BookmarkSubscribeRSS Feed
🔒 This topic is solved and locked. Need further help from the community? Please sign in and ask a new question.
JamesBlack
Fluorite | Level 6

I may be missing something elemental but I can't get rid of the feeling that hpgenselect handles interaction incorrectly.

 

Let's say I have 2 categorical variables. One with 2 levels and the other with 3 levels. Both of them have a reference category set in the CLASS statement.

var1 = {A, B}

var2 = {X, Y, Z}

 

I want to have their interaction in the model. Therefore, I include var1*var2 in the MODEL statement.

 

Oddly, I only get parameters estimates for combinations: {A,X} and {A,Y} even though there should be 5 parameters estimated... Ideally, there should be estimates for {A,X}, {A,Y}, {A,Z}, {B,X}, {B,Y}.

 

 

This manual says that hpgenselect "permits any degree of interaction effects that involve classification and continuous variables".

 

 

Any hint, please?

SAS EG 7.15 HF3 (7.100.5.6132) (64-bit)

 

__

I could use GENMOD which works fine, but it does't support stepwise selection of variables...

1 ACCEPTED SOLUTION

Accepted Solutions
SAS_Rob
SAS Employee

With GLM coding (the default in GENMOD) the procedure implicitly fits the main effects as well in an interaction only model, that is, it absorbs those DF in the calculation of parameter estimates.  HPGENSELECT would do the same thing if you use GLM coding.

 

proc hpgenselect data=data;
class var1(ref = "A") var2(ref = "X")/param=glm;
model target = var1*var2
/dist=Poisson link=log;
selection method=NONE details=all;
run;

 

 

 

 

 

 

View solution in original post

8 REPLIES 8
PaigeMiller
Diamond | Level 26

@JamesBlack wrote:

 

Let's say I have 2 categorical variables.
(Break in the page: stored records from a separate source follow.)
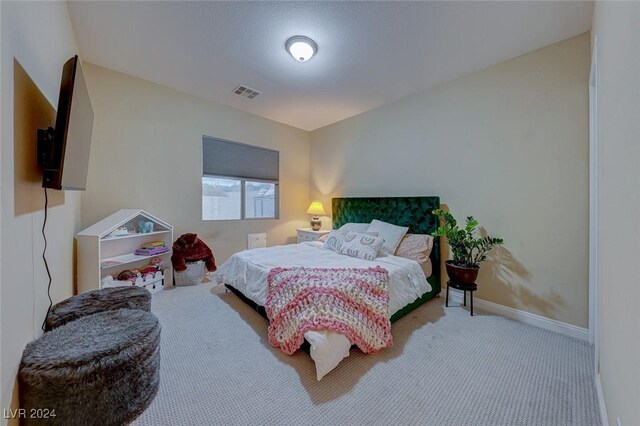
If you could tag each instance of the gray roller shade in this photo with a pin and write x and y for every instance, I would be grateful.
(233, 159)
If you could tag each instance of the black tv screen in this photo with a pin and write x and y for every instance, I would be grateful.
(64, 153)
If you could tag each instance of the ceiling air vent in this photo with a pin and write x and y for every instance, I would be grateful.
(245, 91)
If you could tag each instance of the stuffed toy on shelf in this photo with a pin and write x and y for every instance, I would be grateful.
(189, 248)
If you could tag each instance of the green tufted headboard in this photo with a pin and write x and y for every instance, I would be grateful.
(412, 212)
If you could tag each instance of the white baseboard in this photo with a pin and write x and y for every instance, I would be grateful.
(601, 405)
(524, 316)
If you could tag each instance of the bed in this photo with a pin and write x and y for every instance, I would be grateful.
(245, 273)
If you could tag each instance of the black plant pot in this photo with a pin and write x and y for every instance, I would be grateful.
(461, 274)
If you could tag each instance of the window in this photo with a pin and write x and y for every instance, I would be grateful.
(238, 181)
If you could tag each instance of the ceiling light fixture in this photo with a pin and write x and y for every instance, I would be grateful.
(301, 48)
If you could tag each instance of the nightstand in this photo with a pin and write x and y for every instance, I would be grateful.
(308, 234)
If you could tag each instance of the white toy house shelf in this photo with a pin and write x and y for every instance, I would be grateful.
(107, 248)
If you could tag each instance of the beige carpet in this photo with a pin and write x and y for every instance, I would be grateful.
(445, 368)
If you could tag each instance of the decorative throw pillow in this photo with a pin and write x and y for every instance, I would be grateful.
(355, 227)
(392, 234)
(334, 240)
(417, 247)
(360, 245)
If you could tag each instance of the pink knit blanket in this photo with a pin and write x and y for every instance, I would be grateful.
(351, 301)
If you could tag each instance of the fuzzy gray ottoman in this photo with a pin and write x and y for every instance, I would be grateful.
(95, 301)
(99, 369)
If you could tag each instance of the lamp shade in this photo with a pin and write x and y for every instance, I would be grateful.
(316, 209)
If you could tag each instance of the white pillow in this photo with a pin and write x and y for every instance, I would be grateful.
(355, 227)
(334, 240)
(328, 348)
(362, 246)
(392, 234)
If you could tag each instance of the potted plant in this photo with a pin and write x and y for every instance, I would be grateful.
(467, 248)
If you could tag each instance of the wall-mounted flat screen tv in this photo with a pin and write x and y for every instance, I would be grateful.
(63, 151)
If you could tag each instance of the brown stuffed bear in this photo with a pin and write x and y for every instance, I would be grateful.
(189, 248)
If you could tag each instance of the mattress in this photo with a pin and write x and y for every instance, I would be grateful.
(247, 271)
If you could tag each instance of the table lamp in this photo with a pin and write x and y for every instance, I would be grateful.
(316, 210)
One with 2 levels and the other with 3 levels. Both of them have a reference category set in the CLASS statement.

var1 = {A, B}

var2 = {X, Y, Z}

 

I want to have their interaction in the model. Therefore, I include var1*var2 in the MODEL statement.

 

Oddly, I only get parameters estimates for combinations: {A,X} and {A,Y} even though there should be 5 parameters estimated... Ideally, there should be estimates for {A,X}, {A,Y}, {A,Z}, {B,X}, {B,Y}.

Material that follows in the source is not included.